Un dermatoscan en pharmacie coûte en moyenne 15 €. Cet investissement ponctuel évite 40 € d’achats inutiles chaque année, d’après UFC-Que Choisir.

2. Choisir un nettoyant au pH physiologique

Un pH entre 5,0 et 5,5 limite la prolifération de Cutibacterium acnes (revue Nature, 2023). L’iconique Syndet Eucerin en est l’exemple classique.

3. Introduire un actif « pilier »

– Niacinamide 10 % pour les pores dilatés
– Rétinol 0,3 % pour la régénération nocturne
– Vitamine C 15 % pour l’éclat
Commencer trois fois par semaine, puis augmenter graduellement ; la constance prime sur la concentration.

4. Hydrater avec des textures adaptées

En climat tempéré (Paris, Lyon), une émulsion légère suffit la journée. Sous latitudes humides (Nice en été), un gel-crème évite la brillance. Se rappeler que la barrière cutanée se régénère en 28 jours : toute évaluation doit s’étendre sur au moins un cycle cellulaire.

5. Protéger le matin, réparer le soir

SPF 30 minimum en ville, SPF 50+ sur piste de ski. Le soir, privilégier un baume lipidique riche en céramides, suivant les recommandations de la Société Française de Dermatologie.

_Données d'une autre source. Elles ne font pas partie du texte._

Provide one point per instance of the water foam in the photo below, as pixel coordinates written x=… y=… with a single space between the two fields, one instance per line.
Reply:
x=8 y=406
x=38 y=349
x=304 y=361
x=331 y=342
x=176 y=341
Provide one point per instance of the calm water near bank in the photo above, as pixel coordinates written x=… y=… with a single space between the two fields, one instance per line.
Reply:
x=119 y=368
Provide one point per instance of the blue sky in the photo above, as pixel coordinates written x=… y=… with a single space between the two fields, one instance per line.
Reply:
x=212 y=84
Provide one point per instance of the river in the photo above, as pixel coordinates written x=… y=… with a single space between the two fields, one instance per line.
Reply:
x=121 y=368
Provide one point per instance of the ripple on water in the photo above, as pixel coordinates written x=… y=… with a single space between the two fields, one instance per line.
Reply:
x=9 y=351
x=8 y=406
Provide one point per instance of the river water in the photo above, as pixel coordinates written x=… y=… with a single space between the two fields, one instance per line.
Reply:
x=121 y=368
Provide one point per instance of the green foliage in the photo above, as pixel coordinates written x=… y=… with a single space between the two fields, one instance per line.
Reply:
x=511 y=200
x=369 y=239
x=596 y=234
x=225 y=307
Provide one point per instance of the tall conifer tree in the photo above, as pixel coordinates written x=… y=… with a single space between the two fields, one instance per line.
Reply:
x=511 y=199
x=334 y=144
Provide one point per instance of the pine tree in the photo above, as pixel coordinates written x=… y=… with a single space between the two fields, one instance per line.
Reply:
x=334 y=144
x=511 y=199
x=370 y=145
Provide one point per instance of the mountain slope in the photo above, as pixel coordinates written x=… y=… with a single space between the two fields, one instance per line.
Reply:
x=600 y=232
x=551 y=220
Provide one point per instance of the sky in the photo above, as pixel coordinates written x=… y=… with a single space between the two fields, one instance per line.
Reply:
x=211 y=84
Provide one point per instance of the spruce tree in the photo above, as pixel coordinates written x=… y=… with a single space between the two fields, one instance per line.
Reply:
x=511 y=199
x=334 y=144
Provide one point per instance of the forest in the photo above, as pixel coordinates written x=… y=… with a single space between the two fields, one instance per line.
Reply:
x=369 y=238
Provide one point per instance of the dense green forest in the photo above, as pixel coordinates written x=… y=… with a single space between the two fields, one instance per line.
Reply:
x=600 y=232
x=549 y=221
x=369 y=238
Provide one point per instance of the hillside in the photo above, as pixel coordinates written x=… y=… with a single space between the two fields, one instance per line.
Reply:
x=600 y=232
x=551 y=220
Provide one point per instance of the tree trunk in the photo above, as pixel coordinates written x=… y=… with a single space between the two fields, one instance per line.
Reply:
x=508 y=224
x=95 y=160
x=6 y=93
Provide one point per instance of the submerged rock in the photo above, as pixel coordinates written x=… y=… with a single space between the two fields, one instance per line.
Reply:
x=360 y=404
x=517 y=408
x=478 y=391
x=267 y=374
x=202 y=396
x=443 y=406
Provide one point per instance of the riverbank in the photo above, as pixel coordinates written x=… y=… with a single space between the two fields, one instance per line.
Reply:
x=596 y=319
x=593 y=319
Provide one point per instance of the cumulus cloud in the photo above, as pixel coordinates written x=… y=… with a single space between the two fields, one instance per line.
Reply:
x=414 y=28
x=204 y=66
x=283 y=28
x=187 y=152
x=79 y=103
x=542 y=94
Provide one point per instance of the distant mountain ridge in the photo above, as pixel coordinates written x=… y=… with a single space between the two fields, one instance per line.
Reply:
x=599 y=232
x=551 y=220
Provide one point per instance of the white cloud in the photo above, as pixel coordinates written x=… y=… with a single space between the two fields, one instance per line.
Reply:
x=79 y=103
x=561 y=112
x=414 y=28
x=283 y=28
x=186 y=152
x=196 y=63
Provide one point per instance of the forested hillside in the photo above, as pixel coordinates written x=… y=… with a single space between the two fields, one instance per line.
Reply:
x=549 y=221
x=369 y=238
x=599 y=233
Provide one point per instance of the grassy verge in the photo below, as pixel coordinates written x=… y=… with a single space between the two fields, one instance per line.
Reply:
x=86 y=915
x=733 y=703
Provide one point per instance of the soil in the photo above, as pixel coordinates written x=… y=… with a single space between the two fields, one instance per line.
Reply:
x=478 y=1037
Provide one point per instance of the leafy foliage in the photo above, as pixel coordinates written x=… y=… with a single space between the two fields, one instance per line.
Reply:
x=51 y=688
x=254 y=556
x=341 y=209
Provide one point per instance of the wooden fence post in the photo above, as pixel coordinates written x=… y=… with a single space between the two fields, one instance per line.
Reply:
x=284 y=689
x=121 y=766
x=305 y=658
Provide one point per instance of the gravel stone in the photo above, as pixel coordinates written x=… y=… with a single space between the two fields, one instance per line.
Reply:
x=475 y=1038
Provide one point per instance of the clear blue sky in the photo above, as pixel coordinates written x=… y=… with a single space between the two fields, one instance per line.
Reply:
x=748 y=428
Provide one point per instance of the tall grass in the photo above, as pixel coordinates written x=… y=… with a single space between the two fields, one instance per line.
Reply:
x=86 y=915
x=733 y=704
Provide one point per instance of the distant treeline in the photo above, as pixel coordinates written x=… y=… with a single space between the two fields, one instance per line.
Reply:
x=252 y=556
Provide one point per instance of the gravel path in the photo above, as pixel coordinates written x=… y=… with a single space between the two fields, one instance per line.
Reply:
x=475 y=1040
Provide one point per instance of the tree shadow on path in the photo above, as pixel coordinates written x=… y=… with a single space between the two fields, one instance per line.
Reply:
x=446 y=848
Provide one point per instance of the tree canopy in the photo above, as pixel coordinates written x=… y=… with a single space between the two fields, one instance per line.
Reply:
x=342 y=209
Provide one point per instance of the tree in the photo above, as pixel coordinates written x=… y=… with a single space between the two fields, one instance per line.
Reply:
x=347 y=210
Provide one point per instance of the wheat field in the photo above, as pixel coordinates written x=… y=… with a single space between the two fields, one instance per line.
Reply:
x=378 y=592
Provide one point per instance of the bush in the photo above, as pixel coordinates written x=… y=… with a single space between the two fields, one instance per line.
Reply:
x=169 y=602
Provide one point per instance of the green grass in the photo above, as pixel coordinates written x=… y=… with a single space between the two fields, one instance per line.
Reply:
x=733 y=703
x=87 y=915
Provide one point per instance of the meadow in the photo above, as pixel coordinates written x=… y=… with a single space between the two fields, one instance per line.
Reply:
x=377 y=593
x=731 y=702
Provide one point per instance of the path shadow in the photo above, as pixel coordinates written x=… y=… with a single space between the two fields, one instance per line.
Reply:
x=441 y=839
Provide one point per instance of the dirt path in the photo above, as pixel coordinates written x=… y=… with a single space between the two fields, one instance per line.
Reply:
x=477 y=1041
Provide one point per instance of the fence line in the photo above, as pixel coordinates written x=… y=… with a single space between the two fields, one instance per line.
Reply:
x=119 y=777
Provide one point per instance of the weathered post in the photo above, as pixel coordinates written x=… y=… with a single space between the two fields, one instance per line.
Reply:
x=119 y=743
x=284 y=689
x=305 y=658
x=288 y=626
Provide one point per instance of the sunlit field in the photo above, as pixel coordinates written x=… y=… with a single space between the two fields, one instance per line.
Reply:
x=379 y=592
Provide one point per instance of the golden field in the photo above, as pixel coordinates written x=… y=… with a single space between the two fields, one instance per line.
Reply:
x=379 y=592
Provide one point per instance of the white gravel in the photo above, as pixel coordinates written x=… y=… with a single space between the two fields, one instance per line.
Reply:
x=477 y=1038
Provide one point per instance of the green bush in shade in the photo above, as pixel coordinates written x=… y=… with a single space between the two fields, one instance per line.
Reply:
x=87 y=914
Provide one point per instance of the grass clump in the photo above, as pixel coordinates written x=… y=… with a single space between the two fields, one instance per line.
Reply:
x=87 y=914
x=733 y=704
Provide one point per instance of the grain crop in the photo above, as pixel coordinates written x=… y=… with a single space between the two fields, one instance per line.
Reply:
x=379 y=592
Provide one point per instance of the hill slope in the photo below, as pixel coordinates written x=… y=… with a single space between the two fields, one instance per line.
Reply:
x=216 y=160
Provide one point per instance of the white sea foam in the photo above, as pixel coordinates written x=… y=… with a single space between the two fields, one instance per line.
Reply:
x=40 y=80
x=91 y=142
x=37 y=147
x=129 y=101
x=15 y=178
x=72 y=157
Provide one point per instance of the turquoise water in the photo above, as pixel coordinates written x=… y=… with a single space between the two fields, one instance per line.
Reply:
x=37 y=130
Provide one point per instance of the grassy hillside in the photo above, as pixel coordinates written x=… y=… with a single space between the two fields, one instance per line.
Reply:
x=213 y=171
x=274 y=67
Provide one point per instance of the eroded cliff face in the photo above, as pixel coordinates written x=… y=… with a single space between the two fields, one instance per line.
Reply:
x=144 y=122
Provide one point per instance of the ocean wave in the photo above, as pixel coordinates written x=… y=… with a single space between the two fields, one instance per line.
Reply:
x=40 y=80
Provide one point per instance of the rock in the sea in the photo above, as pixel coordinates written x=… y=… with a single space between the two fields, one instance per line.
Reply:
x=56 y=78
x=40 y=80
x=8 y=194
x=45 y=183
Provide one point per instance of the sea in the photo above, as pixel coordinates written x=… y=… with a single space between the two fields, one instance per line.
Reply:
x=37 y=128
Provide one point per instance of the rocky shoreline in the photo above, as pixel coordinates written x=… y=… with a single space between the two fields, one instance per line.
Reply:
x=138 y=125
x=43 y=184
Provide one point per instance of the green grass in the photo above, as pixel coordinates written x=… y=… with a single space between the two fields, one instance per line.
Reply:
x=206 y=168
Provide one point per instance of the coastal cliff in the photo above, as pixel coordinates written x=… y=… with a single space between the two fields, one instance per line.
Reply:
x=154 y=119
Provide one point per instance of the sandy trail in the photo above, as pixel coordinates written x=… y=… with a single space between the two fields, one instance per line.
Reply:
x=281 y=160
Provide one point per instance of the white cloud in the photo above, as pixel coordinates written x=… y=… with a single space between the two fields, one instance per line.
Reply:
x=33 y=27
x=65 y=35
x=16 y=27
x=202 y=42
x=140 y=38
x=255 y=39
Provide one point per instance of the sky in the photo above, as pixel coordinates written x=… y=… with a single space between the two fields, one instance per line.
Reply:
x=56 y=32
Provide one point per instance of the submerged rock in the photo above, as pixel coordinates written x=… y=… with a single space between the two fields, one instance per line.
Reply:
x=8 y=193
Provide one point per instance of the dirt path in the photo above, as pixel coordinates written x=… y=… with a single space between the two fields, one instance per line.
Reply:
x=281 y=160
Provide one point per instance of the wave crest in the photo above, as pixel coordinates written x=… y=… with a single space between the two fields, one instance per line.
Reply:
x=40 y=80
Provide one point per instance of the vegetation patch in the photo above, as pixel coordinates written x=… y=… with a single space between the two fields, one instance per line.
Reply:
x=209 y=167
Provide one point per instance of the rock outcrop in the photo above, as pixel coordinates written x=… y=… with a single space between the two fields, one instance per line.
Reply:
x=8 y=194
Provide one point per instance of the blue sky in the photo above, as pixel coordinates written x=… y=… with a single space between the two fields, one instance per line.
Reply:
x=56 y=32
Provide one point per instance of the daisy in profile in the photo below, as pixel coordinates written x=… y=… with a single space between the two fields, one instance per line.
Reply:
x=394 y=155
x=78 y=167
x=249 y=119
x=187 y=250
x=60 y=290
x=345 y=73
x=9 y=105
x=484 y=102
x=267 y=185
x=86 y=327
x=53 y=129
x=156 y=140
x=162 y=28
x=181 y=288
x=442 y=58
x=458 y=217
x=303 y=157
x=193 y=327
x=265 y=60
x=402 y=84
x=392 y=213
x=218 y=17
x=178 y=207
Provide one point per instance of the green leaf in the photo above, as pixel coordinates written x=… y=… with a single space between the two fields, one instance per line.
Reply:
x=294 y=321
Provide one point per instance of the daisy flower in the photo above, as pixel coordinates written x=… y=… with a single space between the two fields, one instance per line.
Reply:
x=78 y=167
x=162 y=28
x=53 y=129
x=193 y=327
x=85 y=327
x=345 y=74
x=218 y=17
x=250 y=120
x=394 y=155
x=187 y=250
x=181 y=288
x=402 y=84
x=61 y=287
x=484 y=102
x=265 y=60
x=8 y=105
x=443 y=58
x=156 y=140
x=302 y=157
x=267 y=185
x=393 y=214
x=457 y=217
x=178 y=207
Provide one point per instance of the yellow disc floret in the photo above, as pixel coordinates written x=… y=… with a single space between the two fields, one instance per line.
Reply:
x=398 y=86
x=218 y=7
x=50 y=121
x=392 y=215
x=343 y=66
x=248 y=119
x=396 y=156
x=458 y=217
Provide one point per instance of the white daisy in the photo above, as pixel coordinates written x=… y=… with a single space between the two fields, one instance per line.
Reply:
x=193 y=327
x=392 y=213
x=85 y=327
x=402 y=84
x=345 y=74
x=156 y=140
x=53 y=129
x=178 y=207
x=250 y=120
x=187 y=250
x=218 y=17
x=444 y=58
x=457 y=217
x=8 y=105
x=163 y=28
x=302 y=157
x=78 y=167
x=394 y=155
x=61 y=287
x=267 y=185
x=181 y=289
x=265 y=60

Entre science et sensorialité : vers quel futur pour les cosmétiques ?

L’intelligence artificielle formulatrice

Google DeepMind collabore depuis janvier 2024 avec Estée Lauder : l’IA prédit l’efficacité d’un peptide en moins de 72 heures, contre huit mois en R&D classique. Conséquence : un pipeline produit plus court et potentiellement moins coûteux.

Le retour des ingrédients patrimoniaux

Alors que le rétinol fête ses 50 ans de cosmétique (premier brevet Johnson & Johnson, 1974), des marques comme Augustinus Bader remettent sur le devant de la scène des actifs inspirés de la médecine régénérative. Cette nostalgie scientifique rappelle la fascination antique pour les bains au lait d’ânesse de Cléopâtre : la boucle est bouclée.

Nuance d’usage

D’un côté, le consommateur réclame des preuves cliniques. Mais de l’autre, il reste attaché à l’émotion d’un parfum ou à la texture d’une crème. Le succès du maquillage-soin de Fenty Beauty illustre cette dualité : la poudre hybride « Pro Filt’r » a généré 140 millions de dollars en 2023 en jouant sur la technique et le plaisir sensoriel.


À retenir

Routine beauté : simplifier sans sacrifier l’efficacité.
• Tendance 2024 : ascendante pour les soins « waterless » et la dermocosmétique.
• Axe prioritaire : diagnostic, actif pilier, protection solaire.
• Futur proche : algorithmes formulateurs, mais aussi relecture d’ingrédients historiques.


Qu’il s’agisse de peau sensible, de maquillage ou de soins capillaires (thématiques que nous approfondirons prochainement), la clé reste l’observation et la régularité. J’expérimente moi-même depuis six mois un protocole minimaliste ; la diminution visible des rougeurs me rappelle chaque matin que la constance, plus que la quantité, construit l’éclat. À vous de jouer : ouvrez votre salle de bains, décryptez vos étiquettes, et faites de 2024 l’année où votre miroir reflète enfin l’expertise que vous méritez.